U.S. Think Tank Calls for Talks on Redeploying Nukes to S.Korea

  • By Lee Min-seok

    January 20, 2023 13:24

    A leading U.S. think tank has called for South Korea and the U.S. to start discussing the redeployment of U.S. tactical nuclear weapons on the Korean Peninsula.
    The Center for Strategic and International Studies in a report urges South Korea and the U.S. to "lay pre-decisional groundwork for possible redeployment of U.S. low-yield nuclear weapons at some point in the future."
    It stresses the need to "consider allied tabletop planning exercises that would be explicitly pre-decisional and leave the timeline and scope of weapons deliberately ambiguous." In other words, the discussion would only have the character of a warning to North Korea over its escalating provocations and reassurance for South Koreans for now.

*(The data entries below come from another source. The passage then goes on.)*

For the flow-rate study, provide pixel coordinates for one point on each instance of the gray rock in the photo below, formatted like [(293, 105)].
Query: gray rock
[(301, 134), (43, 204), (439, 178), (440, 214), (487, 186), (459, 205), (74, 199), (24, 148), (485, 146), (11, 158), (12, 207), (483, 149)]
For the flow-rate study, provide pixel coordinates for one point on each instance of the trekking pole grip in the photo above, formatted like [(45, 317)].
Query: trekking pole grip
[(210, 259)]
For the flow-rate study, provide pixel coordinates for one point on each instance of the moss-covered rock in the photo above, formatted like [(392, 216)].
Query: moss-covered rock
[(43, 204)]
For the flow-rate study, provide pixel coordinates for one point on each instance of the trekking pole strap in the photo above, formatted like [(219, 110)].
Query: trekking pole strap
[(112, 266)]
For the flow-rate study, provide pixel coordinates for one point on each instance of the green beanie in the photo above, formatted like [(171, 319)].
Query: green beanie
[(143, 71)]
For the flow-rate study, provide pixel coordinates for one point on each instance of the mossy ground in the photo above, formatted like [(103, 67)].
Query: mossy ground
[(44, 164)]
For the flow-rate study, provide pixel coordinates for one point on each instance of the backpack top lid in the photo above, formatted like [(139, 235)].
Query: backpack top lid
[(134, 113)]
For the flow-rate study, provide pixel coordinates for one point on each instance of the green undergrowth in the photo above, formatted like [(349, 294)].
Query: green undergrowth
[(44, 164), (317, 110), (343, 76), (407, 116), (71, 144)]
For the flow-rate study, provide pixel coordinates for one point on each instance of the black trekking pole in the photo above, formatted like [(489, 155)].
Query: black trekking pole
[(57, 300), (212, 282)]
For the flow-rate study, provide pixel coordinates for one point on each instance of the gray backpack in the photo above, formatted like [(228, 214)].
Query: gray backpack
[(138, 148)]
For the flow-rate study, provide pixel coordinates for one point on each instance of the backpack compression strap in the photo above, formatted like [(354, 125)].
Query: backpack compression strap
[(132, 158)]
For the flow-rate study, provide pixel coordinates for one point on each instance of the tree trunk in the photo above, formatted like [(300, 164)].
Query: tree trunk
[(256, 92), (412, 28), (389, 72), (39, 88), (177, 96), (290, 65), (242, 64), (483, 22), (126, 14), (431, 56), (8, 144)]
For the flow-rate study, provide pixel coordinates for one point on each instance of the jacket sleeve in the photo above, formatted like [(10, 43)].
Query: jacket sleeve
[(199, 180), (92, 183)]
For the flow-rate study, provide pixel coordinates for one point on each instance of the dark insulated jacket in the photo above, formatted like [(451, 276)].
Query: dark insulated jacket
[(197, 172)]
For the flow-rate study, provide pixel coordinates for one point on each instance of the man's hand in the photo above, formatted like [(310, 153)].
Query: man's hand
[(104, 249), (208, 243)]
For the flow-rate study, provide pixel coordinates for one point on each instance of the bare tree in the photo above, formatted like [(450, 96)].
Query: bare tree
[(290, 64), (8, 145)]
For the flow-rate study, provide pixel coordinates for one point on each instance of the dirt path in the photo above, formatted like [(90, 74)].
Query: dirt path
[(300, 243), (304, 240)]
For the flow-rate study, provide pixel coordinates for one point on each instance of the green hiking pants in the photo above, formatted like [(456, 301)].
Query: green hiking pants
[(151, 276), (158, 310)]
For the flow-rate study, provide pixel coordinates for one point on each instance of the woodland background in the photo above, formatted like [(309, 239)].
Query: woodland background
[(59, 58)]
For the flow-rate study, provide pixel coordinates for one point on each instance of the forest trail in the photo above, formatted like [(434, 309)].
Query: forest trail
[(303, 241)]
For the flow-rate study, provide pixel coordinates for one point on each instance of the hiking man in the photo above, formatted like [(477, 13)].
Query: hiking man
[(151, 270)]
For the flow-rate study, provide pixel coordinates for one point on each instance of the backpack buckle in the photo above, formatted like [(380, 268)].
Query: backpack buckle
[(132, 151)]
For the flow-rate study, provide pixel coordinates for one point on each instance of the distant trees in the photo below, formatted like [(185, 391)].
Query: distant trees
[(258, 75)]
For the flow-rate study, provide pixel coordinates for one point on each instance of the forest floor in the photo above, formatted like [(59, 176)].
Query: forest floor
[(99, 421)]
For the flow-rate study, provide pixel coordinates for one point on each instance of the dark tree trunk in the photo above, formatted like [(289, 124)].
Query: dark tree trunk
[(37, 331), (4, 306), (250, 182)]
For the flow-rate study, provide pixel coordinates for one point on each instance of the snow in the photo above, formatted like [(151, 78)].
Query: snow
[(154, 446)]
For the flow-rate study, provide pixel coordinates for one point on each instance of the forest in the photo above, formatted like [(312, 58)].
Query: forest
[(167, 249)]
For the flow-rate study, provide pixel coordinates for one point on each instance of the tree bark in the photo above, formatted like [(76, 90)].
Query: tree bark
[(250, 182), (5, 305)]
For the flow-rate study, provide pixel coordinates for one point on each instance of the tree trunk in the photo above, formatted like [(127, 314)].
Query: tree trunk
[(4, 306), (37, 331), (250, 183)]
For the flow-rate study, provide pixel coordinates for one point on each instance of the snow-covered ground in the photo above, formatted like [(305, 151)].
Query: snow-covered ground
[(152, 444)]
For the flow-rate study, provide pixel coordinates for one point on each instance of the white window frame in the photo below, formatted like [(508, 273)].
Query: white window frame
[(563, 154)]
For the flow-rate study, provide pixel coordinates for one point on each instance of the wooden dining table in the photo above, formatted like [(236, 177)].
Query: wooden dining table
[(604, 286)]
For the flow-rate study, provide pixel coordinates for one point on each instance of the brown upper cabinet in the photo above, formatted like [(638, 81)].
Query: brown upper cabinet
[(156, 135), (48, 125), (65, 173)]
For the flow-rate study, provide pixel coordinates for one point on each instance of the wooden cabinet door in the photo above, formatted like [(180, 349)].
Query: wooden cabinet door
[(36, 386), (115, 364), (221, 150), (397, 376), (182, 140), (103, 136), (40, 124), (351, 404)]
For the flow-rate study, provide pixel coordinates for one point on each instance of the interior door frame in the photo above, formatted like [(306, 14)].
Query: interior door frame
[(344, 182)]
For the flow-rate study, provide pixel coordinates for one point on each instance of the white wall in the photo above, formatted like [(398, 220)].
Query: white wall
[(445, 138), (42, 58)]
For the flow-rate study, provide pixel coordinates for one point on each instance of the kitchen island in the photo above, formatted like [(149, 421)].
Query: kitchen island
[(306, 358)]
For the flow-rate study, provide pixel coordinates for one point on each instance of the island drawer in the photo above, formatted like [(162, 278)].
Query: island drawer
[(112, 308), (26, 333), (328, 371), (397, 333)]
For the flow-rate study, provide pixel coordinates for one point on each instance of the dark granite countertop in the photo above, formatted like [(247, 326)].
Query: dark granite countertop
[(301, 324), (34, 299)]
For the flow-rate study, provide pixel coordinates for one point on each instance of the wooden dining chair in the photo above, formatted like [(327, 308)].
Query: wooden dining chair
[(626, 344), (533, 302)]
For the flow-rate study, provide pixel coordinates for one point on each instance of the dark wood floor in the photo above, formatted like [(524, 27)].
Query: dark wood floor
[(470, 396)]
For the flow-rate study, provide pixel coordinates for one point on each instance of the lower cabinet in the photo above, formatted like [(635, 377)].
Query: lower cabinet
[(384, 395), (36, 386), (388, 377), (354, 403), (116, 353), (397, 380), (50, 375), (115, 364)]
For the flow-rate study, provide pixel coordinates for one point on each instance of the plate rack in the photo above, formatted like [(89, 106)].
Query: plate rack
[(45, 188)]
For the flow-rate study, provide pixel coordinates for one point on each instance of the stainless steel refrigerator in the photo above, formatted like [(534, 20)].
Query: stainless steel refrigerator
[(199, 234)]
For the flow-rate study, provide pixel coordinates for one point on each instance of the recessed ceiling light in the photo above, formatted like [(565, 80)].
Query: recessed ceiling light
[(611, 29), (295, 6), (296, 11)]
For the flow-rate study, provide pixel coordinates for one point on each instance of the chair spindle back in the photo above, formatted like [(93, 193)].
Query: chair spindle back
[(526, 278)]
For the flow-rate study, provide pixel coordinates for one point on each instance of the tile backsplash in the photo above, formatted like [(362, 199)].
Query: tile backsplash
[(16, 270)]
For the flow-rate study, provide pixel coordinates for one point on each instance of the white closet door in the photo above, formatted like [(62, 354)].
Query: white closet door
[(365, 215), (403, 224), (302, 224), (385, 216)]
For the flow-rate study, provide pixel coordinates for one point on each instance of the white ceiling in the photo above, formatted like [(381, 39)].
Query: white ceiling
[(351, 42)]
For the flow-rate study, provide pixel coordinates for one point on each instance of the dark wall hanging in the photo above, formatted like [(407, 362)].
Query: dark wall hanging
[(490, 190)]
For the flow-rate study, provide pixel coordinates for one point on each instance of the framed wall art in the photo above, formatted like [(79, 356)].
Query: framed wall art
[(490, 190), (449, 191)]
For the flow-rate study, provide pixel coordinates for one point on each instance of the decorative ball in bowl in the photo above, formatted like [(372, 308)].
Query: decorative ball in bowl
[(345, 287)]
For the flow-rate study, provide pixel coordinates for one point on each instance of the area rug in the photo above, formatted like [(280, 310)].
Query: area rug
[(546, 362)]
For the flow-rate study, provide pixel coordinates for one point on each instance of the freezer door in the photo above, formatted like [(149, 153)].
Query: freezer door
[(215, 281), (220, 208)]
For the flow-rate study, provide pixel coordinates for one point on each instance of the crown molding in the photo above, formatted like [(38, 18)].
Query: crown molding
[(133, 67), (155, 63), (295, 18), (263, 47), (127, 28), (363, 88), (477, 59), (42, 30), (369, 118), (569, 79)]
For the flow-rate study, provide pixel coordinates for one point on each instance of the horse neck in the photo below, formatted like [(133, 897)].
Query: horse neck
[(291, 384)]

    The CSIS also expresses opposition to South Korea acquiring its own nuclear weapons. "Do not, under current circumstances, deploy U.S. tactical nuclear weapons to the Korean Peninsula [now] nor condone the acquisition of nuclear weapons by South Korea."
    It also recommends that South Korea and the U.S. "create a framework for joint nuclear planning" similar to a NATO planning group and "potentially explore the prospects for multilateral nuclear umbrella guarantees by engaging other like-minded partners, such as the U.K. and France."

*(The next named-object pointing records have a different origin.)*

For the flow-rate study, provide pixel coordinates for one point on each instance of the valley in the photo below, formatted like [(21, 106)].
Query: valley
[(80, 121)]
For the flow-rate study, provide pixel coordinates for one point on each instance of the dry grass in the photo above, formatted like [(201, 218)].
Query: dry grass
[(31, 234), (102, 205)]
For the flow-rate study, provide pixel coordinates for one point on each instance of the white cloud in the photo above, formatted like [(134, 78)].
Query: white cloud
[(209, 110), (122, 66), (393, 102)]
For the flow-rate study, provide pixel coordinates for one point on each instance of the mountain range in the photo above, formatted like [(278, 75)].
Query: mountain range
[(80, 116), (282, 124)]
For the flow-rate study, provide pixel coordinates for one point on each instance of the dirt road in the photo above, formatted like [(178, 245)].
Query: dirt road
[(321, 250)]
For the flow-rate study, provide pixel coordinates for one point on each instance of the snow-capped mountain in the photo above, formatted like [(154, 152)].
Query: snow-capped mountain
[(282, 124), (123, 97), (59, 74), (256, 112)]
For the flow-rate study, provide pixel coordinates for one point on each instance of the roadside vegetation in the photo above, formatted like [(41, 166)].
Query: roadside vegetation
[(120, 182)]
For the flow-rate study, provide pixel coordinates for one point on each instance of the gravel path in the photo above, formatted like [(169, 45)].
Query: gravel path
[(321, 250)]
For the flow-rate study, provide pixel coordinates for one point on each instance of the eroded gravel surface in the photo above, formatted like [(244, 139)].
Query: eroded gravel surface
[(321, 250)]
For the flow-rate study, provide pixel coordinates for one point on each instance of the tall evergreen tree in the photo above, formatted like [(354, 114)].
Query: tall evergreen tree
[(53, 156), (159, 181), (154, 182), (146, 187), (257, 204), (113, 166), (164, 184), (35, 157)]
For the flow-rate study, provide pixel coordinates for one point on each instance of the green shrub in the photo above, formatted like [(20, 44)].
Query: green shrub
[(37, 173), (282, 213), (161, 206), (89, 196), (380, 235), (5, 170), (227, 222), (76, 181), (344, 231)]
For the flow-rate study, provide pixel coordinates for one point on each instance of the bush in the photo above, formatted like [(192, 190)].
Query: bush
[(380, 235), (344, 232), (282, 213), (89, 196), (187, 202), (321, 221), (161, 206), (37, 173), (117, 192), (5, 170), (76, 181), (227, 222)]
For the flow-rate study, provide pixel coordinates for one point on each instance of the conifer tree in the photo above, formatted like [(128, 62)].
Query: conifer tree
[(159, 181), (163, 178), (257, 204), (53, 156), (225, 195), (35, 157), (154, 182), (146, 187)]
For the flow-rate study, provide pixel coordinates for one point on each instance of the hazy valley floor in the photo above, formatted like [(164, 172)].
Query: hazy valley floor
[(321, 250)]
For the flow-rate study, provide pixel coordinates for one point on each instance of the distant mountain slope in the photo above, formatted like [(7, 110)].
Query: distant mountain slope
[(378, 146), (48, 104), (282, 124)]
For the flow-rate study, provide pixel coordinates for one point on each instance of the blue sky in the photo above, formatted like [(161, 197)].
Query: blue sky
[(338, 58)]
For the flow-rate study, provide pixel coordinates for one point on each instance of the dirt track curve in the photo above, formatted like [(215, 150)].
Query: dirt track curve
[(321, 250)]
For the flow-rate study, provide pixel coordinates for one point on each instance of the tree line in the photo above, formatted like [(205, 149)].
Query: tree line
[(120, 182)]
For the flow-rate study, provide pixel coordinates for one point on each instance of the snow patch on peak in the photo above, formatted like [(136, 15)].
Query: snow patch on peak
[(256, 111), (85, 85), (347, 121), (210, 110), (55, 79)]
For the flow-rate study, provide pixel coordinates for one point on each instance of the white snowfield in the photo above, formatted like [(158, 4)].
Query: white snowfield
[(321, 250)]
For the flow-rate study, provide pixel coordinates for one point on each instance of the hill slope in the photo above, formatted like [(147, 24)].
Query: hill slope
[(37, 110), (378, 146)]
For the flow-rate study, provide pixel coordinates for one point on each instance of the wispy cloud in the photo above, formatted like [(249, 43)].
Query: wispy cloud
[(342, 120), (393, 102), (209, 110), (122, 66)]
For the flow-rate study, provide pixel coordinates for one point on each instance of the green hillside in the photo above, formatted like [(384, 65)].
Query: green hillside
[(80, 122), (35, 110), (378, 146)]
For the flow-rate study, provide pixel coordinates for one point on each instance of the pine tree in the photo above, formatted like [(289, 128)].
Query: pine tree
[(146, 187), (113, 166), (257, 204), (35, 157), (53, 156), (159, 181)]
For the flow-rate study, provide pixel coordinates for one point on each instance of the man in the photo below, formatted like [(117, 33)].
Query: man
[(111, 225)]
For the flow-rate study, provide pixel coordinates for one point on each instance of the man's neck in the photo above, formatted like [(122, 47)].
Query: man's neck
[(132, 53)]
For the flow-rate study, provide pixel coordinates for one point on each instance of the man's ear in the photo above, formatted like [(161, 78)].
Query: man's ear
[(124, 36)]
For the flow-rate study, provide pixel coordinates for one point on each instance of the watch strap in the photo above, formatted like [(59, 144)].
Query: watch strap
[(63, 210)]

    The report was published by a Korea working group at the center that consists of 14 experts and former U.S. government officials, including Joseph Nye of Harvard University, Richard Armitage, a former deputy secretary of state; Victor Cha, the CSIS' Korea chair and Vincent Brooks, a former chief of the U.S. Forces Korea.

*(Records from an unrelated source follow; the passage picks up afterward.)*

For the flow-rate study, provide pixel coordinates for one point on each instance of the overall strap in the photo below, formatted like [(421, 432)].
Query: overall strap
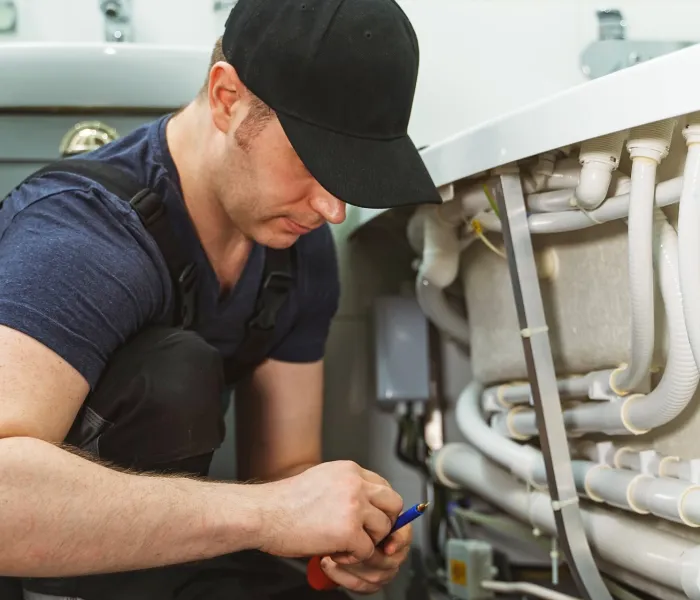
[(277, 282), (152, 212)]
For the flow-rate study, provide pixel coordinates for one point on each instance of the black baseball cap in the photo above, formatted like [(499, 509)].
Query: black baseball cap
[(341, 76)]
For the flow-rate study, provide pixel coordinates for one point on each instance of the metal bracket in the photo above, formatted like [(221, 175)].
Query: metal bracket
[(543, 383)]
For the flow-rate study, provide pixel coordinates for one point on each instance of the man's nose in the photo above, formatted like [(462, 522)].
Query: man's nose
[(329, 207)]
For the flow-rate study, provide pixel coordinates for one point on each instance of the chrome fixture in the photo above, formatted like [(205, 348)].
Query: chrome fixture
[(8, 16), (612, 51), (117, 20)]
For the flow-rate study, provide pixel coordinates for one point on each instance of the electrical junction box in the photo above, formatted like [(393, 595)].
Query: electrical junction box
[(469, 562), (401, 348)]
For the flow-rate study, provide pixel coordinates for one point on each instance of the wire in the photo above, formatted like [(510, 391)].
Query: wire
[(478, 230), (492, 202), (526, 588)]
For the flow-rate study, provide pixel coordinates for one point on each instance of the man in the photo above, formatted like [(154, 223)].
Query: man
[(110, 403)]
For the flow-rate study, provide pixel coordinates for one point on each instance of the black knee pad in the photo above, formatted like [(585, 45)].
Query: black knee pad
[(158, 402)]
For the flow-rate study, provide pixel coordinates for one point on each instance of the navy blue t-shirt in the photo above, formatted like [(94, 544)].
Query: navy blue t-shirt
[(79, 272)]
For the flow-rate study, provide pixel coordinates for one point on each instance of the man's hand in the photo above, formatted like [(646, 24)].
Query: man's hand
[(334, 509), (370, 575)]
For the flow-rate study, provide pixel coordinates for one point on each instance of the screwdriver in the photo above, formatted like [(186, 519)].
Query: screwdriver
[(318, 580)]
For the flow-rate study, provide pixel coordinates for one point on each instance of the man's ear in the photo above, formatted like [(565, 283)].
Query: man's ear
[(225, 93)]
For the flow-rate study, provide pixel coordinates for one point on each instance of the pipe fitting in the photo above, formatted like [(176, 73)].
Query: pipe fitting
[(510, 426), (651, 141), (625, 419), (586, 483), (599, 157), (690, 572), (441, 250)]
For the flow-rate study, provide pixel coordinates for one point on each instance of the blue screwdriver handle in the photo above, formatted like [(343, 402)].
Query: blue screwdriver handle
[(318, 580)]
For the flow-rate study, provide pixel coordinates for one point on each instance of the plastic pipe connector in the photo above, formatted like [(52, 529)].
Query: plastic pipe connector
[(599, 157), (652, 140)]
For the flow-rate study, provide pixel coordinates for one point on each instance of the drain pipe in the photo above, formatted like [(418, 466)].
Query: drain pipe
[(648, 145), (667, 193), (599, 157), (616, 538), (638, 413), (688, 229)]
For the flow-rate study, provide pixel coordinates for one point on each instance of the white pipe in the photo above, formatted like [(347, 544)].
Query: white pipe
[(641, 278), (670, 499), (433, 303), (532, 589), (637, 413), (667, 193), (551, 201), (506, 395), (566, 176), (541, 172), (563, 199), (599, 157), (645, 461), (688, 234), (680, 378), (441, 248), (524, 461), (616, 538)]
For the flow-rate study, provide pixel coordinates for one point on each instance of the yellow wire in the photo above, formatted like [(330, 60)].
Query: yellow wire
[(478, 230)]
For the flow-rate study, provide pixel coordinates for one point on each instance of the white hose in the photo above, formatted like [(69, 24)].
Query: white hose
[(667, 193), (519, 459), (680, 378), (532, 589), (689, 237), (599, 157), (641, 277), (433, 303), (624, 542), (441, 247), (552, 201), (638, 413)]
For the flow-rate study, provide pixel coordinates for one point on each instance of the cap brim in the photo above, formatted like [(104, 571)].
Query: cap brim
[(362, 172)]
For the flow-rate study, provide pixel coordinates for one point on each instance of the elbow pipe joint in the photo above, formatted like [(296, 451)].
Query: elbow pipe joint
[(599, 157), (441, 250), (691, 131), (625, 417)]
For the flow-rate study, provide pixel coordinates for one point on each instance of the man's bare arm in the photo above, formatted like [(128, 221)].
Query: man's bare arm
[(279, 415), (61, 514)]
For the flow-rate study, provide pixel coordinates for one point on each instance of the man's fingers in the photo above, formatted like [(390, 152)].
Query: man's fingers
[(398, 540), (378, 561), (377, 524), (374, 478), (371, 581)]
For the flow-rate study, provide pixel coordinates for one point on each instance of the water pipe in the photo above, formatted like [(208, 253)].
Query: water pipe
[(688, 230), (599, 157), (648, 145)]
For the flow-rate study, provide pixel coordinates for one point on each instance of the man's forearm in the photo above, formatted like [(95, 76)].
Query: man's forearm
[(293, 470), (62, 515)]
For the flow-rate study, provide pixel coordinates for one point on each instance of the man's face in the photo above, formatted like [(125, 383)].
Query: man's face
[(265, 188)]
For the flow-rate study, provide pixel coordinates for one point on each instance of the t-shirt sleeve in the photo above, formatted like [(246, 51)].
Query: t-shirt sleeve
[(319, 296), (78, 276)]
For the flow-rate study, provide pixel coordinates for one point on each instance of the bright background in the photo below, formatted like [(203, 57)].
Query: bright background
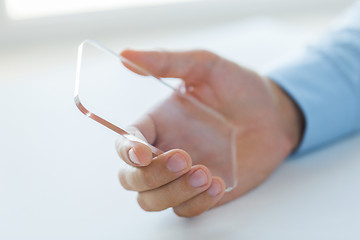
[(58, 169)]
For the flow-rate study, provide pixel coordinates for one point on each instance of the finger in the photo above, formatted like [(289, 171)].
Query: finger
[(195, 181), (163, 169), (187, 65), (136, 153), (203, 201), (133, 153)]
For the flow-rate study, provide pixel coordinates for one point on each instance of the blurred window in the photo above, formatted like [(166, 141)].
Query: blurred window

    The report warns that "North Korea's increasing weapons capabilities, its threats to use nuclear weapons for offensive purposes, and the vulnerability of U.S. national missile defense interceptors to North Korean multiple independent reentry vehicle technologies have led the South Koreans to question the credibility of U.S. extended deterrence."
    The threats are "generating doubts among U.S. allies in the region that Washington would put one of its own cities at risk by responding to a North Korean attack on an ally," it adds.